I recently posted some photos of Ella and Mya. Several people commented saying that Ella looks exactly like me. People have been saying that for years and it has mostly baffled me. I haven’t really seen it. Yes, I have noticed over the years how her eyes have become more almond-shaped like mine. I have seen how our facial expressions, mannerisms, personalities and temperaments are very similar and sometimes eerily so at times 🙂 But physically, I feel pretty blinded to the resemblance. But talk about being in sync, just a few minutes ago as I was writing this, guess who called me. Yep, Ella! We are so alike and that has created our strongest bonds and conflicts.
I have experienced the same things with my mom. When I was 13, I was actually sought out of a crowd by a woman I didn’t know, asking me if I was Linda Shannon’s (her maiden name) daughter. I was completely dumbfounded as she told me that I was my mother’s twin. I couldn’t see it and still don’t when you compare us side by side. But when you look at me next to her teen picture, it hits you right between the eyes. Twinsies!
The resemblance is so striking and about knocked me over when I first saw it. My mother and I are also very much alike in the ways Ella and I share. For the longest time, they were huge obstacles in our relationship. Today, they serve as the building blocks of empathy and bonding between us. We definitely had to have our share of battles to learn how to come together rather than allow the friction to drive us apart.

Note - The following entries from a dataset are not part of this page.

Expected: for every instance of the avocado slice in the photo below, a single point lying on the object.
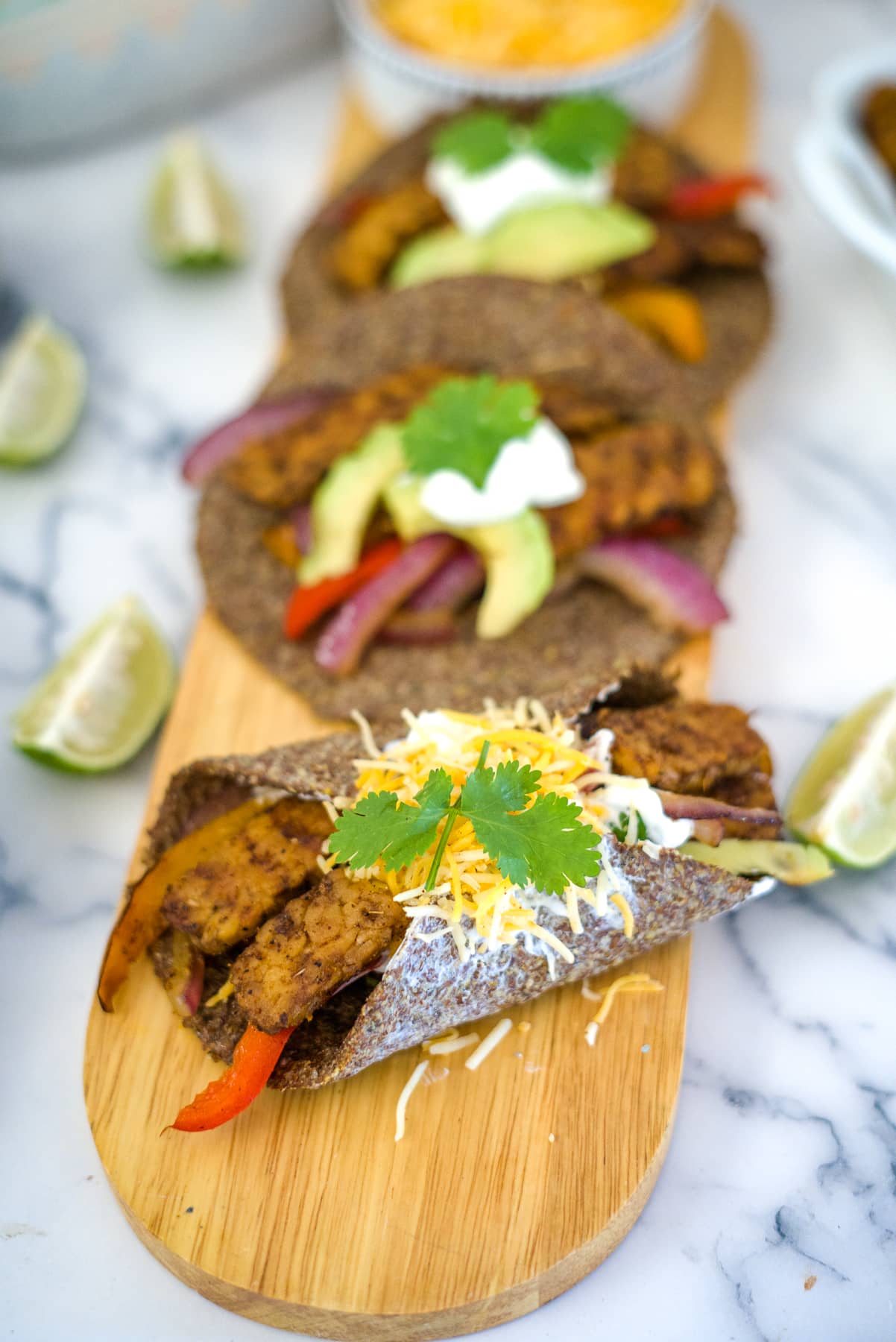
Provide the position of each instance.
(545, 242)
(344, 503)
(438, 254)
(555, 242)
(520, 570)
(517, 553)
(795, 863)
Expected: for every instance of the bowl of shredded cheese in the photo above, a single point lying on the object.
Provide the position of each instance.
(411, 58)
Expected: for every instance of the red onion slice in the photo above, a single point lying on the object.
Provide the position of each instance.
(459, 579)
(186, 979)
(420, 629)
(300, 520)
(357, 622)
(256, 422)
(675, 592)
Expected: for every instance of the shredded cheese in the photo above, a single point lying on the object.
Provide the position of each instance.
(409, 1087)
(221, 995)
(471, 901)
(625, 909)
(452, 1045)
(624, 984)
(491, 1042)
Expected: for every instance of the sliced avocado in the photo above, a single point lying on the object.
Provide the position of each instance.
(795, 863)
(436, 254)
(517, 553)
(545, 242)
(555, 242)
(344, 503)
(520, 570)
(401, 501)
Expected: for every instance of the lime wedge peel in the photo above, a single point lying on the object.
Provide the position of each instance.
(104, 699)
(845, 796)
(194, 218)
(43, 382)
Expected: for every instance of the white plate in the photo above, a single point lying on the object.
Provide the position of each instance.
(842, 172)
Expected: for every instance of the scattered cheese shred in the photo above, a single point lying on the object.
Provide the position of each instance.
(491, 1042)
(452, 1046)
(221, 995)
(624, 984)
(471, 901)
(624, 907)
(411, 1085)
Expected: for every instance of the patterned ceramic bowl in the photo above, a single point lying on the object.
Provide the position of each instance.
(73, 70)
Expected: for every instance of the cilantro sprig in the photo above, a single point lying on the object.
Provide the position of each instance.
(577, 133)
(464, 423)
(545, 843)
(476, 141)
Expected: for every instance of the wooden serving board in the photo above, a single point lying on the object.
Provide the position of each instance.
(510, 1184)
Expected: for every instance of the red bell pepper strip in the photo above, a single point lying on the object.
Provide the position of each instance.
(253, 1060)
(309, 603)
(667, 523)
(710, 198)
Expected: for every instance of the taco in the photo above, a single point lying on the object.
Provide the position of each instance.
(518, 441)
(567, 192)
(318, 907)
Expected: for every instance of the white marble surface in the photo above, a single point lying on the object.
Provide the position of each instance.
(783, 1159)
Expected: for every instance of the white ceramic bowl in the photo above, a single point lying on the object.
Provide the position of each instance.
(401, 85)
(839, 168)
(78, 70)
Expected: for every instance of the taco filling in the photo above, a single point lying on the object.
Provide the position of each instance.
(575, 194)
(428, 493)
(364, 902)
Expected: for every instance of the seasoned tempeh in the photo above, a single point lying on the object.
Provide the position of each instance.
(317, 944)
(695, 748)
(224, 898)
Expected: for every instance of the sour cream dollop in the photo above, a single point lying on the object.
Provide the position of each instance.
(533, 471)
(476, 201)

So back to the physical resemblance…… I think I have such ingrained thoughts that Ella looks like her father because she was his mini-me for a long time. So many times when people tell me that Ella looks like me, a certain picture of her around 3 months old flashes in my head which usually convinces me that she is all her dad. I was actually able to find it. For those of you who know her dad, you know that this picture sealed the deal without a doubt that Ella was his daughter, case closed 🙂 I dressed her in girly colors and prayed for her to grow hair, so she wouldn’t keep getting mistaken for a boy.
By the time she was a year old, she still was a spitting image of her dad, but she was starting to grow into her own. And as she has gotten older, Ella has changed a lot and she is no longer her dad’s mini-me and totally has her own look.

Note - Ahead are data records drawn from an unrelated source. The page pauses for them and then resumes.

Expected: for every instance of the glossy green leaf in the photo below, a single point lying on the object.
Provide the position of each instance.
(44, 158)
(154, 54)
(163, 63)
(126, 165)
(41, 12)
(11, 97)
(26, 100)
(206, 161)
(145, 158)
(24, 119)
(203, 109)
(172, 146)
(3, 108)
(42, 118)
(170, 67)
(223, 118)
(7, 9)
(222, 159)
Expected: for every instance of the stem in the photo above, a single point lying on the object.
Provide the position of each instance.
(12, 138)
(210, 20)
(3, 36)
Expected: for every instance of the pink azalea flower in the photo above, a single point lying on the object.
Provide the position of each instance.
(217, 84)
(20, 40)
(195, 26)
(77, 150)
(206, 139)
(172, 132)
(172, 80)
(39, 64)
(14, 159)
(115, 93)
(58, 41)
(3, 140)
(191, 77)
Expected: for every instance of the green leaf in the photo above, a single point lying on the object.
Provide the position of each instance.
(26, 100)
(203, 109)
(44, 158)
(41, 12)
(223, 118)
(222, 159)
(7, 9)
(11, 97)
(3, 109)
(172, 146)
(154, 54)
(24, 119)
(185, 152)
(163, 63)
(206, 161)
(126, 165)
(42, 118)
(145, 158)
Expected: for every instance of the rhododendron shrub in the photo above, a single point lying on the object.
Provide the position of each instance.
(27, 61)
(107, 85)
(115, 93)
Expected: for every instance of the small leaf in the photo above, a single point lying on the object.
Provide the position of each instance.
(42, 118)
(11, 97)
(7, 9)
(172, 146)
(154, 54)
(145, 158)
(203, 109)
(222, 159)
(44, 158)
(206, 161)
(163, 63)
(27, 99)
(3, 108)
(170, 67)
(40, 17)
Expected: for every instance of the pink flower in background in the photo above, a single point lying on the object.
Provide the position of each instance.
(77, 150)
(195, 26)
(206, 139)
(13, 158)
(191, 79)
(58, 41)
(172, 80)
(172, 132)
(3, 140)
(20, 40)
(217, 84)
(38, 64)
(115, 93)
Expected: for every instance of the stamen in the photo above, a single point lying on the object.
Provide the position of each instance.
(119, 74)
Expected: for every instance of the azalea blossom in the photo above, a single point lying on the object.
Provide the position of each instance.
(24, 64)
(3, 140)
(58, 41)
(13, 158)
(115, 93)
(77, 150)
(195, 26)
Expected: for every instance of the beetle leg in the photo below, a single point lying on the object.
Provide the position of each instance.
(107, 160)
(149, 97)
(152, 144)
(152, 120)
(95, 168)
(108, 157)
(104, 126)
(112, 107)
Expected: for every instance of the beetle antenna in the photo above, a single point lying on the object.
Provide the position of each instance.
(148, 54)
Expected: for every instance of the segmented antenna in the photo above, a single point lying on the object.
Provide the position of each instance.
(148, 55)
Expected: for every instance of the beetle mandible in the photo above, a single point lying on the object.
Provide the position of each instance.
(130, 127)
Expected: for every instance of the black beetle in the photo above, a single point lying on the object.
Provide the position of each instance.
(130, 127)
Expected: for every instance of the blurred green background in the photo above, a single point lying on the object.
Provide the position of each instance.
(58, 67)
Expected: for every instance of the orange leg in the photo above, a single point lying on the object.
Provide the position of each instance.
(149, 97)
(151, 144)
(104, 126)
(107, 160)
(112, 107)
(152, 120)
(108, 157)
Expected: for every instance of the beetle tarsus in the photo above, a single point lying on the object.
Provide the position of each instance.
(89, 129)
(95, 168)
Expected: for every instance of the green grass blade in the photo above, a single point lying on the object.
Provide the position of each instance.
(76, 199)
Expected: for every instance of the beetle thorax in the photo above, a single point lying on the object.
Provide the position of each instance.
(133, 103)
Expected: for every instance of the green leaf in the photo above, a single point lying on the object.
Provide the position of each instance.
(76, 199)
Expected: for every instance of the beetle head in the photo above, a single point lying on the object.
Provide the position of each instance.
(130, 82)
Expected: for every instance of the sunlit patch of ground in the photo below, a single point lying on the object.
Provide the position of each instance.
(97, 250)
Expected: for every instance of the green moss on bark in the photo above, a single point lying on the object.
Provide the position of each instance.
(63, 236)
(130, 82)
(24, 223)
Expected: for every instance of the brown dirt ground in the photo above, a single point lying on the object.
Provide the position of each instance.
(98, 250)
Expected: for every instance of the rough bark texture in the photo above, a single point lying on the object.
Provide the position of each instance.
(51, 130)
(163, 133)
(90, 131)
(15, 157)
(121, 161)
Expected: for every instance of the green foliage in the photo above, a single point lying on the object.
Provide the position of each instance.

But here in this picture, I see a striking resemblance between Ella and I. Twinsies!
Mya on the other hand looked so much like me when I was little in her younger years. As she has gotten older her look has shifted and she looks very much like her dad and his mom. It used to be “Ella looks so much like her dad and Mya looks so much like you.” Now it’s exactly the opposite, which is so funny. This is a side by side of Mya and I right around the same ages (2-3 years old).

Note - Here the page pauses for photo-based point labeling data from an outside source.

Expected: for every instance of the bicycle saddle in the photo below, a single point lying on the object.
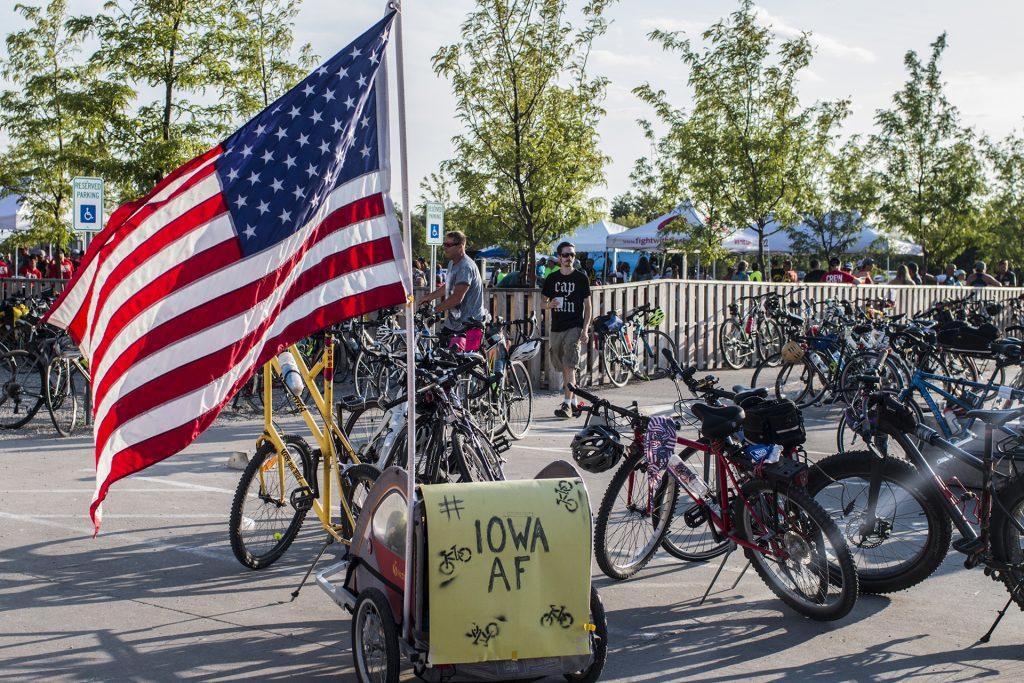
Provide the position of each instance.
(718, 421)
(742, 393)
(993, 418)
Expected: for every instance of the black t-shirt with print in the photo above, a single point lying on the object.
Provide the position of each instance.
(573, 289)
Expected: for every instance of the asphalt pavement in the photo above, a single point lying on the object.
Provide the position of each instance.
(158, 595)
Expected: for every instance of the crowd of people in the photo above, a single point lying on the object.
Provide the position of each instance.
(36, 265)
(865, 272)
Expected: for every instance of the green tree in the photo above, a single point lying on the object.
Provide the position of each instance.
(54, 118)
(842, 195)
(528, 158)
(931, 174)
(261, 38)
(182, 49)
(1004, 212)
(748, 121)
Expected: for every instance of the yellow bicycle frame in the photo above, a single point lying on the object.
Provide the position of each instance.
(326, 437)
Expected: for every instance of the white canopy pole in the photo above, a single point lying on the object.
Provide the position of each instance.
(407, 227)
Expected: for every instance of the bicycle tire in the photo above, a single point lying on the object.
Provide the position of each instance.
(611, 360)
(61, 395)
(520, 401)
(1008, 543)
(654, 367)
(475, 463)
(632, 471)
(23, 382)
(841, 571)
(680, 544)
(903, 484)
(730, 338)
(282, 538)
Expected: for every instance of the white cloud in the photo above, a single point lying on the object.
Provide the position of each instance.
(824, 42)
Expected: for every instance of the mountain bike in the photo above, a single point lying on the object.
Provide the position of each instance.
(898, 518)
(763, 508)
(634, 348)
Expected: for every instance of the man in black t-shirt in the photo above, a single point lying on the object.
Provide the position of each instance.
(566, 294)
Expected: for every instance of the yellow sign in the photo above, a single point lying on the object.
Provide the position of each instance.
(509, 569)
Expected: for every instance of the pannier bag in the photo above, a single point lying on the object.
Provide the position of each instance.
(777, 422)
(961, 335)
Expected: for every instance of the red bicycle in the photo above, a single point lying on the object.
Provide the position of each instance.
(792, 542)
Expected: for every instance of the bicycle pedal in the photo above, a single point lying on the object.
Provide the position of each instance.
(968, 546)
(696, 515)
(302, 499)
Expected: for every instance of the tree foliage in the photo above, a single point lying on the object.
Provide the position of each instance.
(55, 116)
(528, 158)
(931, 175)
(749, 135)
(842, 194)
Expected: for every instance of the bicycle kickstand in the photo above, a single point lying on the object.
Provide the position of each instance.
(295, 593)
(998, 617)
(718, 573)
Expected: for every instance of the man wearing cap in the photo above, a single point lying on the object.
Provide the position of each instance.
(837, 275)
(864, 271)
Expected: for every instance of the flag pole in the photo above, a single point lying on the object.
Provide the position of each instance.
(407, 226)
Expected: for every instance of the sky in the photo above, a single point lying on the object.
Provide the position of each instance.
(859, 55)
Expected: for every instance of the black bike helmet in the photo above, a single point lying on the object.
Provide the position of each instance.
(597, 449)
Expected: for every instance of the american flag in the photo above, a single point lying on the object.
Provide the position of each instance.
(284, 228)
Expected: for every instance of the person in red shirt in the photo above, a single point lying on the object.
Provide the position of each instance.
(61, 267)
(837, 276)
(30, 270)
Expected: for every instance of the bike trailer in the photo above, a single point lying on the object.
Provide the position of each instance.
(501, 581)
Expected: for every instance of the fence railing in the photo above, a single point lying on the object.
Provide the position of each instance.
(693, 309)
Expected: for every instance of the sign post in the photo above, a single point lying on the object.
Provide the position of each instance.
(435, 236)
(87, 201)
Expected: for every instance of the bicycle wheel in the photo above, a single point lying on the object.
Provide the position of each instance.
(615, 360)
(652, 365)
(263, 521)
(475, 458)
(770, 339)
(520, 400)
(804, 560)
(23, 378)
(683, 541)
(910, 535)
(64, 385)
(1008, 542)
(736, 345)
(629, 526)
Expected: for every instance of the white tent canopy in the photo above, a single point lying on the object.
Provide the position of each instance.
(593, 237)
(656, 235)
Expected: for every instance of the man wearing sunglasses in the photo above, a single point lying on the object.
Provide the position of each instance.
(566, 293)
(462, 296)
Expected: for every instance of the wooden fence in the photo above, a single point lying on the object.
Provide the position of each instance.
(693, 309)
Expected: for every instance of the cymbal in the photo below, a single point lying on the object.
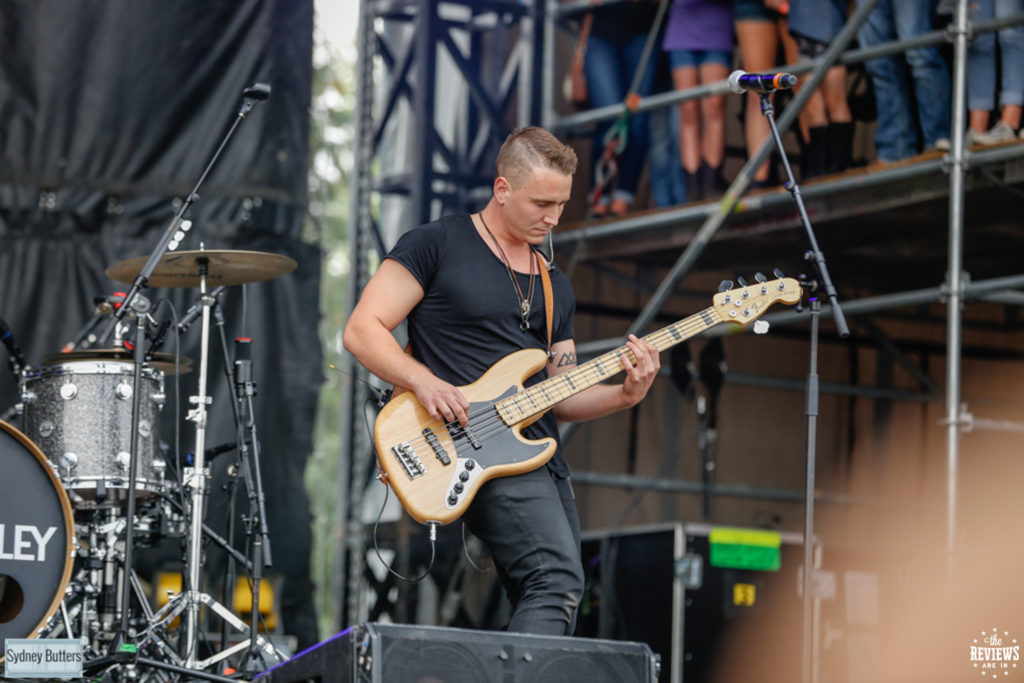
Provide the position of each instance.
(224, 266)
(162, 361)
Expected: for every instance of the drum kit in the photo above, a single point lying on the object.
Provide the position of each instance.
(86, 481)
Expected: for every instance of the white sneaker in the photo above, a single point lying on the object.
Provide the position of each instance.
(1000, 132)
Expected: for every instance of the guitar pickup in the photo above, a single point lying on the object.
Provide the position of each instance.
(409, 460)
(436, 445)
(456, 430)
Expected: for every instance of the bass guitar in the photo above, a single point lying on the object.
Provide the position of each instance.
(435, 467)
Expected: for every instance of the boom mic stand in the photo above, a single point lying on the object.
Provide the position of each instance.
(824, 281)
(172, 237)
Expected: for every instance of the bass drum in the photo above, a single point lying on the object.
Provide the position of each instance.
(36, 538)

Twinsies? I sure think so!
Mya has been a lot like I was as a child. I called Mya my “silent observer” for the first few years of her life. She liked to be a spectator for quite a while before engaging with people or activities. She still has a tendency for that at 11 years old, although she has come out of her shell so much! As an infant, she didn’t smile at our next door neighbor until she was almost 1 year old despite seeing him almost daily and his jovial, determined attempts to engage with her. He was persistent, he worked hard for that first smile.
I was a lot like that too. I didn’t (and still don’t) like a lot of action and commotion. Many times Mya would prefer a quiet night alone over a party or sleepover with friends. It’s not uncommon to not know where Mya is and to find her in her bedroom, door closed, drawing or coloring. She tends to prefer quiet and calm over action and adrenaline.
I remember around age 10 crying upstairs in my bedroom while my extended family gathered on the floor below. There was laughing and lots of happy engagement. I loved my family and enjoyed being with them, but that particular day it was all too much. Too stimulating and too chaotic for me. I remember explaining to my mom through tears that I needed to take a break. I know now that I was completely overwhelmed and drained by all the activity and people who had seemed to invade my home.
Mya gets that.
All of my children and I are highly sensitive people in different ways. We are impacted by lots of things that many others wouldn’t really be phased by. We are in tune with and feel things deeply and passionately. Our experiences tend to be very intense.